What we observed in pilot research is that the failure modes are uneven in a helpful approach. Immediately’s LLMs write higher prose than most people. However people, particularly educated ones, are a lot better than LLMs at noticing visible or movement errors in a draft, the sort the place the caption says “shifting left” however the topic is shifting proper. So we constructed the pipeline round that asymmetry. The mannequin drafts, the human critiques, the mannequin revises. That is conceptually just like Saunders et al. (2022)‘s self-critiquing fashions for summarization, however utilized to long-form video captioning the place the human nonetheless does the arduous half: catching grounded errors in opposition to the precise video.

Concretely, the loop:

1. Primitives. A educated annotator labels which visible and movement primitives are current within the clip.

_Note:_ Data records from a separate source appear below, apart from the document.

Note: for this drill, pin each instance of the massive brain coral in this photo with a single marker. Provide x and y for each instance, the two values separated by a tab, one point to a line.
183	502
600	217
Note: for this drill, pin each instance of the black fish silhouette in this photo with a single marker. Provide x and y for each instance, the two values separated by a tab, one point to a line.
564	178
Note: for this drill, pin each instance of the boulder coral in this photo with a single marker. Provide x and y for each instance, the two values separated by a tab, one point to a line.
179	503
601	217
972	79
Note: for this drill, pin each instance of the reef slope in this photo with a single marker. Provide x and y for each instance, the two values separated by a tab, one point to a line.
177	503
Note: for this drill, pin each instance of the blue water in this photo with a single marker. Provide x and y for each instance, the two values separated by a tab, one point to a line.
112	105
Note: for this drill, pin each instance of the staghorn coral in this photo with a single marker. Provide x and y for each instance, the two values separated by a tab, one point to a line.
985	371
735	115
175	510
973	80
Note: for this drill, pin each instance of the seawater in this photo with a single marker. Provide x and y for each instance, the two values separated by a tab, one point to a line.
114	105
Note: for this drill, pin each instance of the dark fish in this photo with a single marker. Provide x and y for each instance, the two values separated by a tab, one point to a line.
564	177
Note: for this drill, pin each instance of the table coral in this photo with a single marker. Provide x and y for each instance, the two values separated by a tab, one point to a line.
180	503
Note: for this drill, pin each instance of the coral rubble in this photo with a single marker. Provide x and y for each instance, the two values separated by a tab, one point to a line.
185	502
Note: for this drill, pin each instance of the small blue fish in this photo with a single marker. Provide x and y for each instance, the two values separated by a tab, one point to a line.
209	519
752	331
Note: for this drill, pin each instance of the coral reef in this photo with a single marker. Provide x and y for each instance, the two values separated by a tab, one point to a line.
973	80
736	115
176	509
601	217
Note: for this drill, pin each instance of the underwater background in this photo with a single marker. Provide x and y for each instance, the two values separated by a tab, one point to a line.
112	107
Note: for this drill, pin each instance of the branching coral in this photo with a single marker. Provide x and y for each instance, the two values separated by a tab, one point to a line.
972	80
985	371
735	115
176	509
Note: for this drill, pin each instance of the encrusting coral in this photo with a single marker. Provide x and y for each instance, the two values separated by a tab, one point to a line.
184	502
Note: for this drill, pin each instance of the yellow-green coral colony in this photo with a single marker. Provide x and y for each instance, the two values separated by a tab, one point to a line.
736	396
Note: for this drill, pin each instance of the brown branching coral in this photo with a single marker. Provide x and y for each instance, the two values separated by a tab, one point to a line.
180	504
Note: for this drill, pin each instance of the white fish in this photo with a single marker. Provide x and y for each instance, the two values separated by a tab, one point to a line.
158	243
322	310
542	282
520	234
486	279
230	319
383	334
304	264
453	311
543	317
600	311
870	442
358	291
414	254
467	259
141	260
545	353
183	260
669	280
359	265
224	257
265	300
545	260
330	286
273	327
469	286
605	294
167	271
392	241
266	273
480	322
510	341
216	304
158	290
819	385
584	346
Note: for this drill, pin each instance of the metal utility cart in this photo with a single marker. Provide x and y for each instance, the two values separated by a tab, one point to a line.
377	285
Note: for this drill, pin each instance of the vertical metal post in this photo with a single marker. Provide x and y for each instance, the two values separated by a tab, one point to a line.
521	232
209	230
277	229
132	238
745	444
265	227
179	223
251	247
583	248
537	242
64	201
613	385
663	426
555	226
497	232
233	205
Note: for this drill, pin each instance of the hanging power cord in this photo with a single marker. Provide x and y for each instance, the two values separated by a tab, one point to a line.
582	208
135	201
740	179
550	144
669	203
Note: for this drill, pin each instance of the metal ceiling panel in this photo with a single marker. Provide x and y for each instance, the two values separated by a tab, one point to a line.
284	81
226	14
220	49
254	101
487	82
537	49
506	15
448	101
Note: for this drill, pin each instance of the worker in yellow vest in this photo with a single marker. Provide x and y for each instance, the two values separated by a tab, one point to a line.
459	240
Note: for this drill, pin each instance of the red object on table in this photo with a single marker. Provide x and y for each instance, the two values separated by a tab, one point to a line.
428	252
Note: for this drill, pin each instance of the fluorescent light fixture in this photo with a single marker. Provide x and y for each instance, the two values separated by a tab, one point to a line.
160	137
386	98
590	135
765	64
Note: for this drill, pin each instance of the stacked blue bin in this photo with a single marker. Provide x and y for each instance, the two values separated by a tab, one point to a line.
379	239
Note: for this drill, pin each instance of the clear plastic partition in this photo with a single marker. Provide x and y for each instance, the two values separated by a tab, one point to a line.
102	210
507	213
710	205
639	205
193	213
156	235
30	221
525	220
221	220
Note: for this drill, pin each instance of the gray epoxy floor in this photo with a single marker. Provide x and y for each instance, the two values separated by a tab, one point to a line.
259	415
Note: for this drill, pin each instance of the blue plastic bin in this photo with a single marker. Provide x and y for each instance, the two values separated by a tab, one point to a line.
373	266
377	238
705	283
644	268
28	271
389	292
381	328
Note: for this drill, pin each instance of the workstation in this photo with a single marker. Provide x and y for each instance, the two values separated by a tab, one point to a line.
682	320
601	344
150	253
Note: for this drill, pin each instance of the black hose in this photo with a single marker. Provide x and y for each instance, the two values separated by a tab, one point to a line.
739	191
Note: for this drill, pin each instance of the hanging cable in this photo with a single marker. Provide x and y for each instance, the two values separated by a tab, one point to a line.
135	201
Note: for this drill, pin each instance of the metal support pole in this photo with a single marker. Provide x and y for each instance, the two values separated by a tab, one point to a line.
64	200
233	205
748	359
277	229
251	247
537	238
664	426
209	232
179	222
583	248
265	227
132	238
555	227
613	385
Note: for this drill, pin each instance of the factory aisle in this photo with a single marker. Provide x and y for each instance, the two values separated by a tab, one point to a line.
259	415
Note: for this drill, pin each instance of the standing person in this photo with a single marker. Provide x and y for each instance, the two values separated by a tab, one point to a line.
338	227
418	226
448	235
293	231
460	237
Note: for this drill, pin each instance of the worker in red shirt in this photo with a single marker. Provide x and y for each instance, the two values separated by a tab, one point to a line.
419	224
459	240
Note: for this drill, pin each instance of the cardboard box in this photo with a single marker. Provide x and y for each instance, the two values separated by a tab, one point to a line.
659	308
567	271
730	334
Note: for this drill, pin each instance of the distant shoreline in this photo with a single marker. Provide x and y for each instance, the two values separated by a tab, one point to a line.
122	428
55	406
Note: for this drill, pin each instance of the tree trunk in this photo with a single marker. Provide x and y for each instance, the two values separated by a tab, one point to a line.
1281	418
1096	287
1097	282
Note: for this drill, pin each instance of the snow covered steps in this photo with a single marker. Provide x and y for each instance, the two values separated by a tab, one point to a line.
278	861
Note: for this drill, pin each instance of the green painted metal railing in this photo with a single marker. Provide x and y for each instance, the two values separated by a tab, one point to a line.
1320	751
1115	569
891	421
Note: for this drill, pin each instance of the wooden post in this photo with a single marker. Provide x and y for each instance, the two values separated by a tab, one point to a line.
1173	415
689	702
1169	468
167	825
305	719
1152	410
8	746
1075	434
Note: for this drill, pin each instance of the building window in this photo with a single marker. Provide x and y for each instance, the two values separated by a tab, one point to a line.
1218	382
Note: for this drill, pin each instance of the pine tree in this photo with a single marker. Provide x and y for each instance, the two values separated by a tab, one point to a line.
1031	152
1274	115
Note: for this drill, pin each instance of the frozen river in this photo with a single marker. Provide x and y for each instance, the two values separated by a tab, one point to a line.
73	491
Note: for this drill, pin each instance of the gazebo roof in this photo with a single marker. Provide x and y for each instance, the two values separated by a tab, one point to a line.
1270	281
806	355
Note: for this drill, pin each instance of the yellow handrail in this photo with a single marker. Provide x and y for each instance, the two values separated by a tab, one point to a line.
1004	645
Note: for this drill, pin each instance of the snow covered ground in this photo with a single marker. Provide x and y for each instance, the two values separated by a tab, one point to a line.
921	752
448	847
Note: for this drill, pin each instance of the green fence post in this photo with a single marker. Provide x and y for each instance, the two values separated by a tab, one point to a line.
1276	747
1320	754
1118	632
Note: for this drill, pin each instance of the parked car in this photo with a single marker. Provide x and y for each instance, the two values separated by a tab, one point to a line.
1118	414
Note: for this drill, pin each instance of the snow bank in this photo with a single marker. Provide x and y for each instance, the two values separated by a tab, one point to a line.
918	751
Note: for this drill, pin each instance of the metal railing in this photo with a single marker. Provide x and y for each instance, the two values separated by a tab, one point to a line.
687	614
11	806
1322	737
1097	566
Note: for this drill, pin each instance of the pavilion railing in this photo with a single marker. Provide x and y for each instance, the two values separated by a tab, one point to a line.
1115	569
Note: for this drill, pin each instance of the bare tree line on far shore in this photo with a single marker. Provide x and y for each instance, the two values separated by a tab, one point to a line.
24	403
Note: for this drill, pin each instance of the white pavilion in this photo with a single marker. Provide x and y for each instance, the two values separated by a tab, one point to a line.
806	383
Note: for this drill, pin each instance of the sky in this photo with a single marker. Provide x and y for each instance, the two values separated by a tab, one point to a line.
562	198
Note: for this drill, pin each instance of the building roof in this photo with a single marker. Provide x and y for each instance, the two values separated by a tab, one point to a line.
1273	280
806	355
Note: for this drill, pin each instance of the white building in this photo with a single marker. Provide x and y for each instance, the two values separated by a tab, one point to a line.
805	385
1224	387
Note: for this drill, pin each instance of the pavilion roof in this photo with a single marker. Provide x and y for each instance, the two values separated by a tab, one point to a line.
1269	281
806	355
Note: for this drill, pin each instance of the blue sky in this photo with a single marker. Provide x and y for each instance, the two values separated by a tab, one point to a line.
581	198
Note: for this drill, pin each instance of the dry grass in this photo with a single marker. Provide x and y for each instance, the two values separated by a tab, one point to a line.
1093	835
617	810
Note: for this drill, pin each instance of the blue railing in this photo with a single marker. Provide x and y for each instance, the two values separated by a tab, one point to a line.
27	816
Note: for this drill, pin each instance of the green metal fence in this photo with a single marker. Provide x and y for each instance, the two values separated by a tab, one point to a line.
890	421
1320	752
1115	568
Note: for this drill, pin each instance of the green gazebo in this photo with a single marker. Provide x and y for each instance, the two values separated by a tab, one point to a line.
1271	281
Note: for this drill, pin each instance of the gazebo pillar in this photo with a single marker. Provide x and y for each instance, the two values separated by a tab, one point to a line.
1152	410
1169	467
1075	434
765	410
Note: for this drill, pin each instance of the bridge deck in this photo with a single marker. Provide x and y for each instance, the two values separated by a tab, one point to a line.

2. Pre-caption. The mannequin generates an extended caption from these primitives, following the spec.

3. Critique. An annotator reads the pre-caption in opposition to the video and writes a critique stating what’s improper and what ought to change. The critique needs to be correct (the issues it flags are improper), full (it doesn’t miss errors), and constructive (it tells the mannequin what to do, not simply that one thing is dangerous).

4. Put up-caption. The mannequin revises its draft utilizing the critique.

5. Refinement. If the post-caption remains to be off, the human refines the critique relatively than rewriting the caption.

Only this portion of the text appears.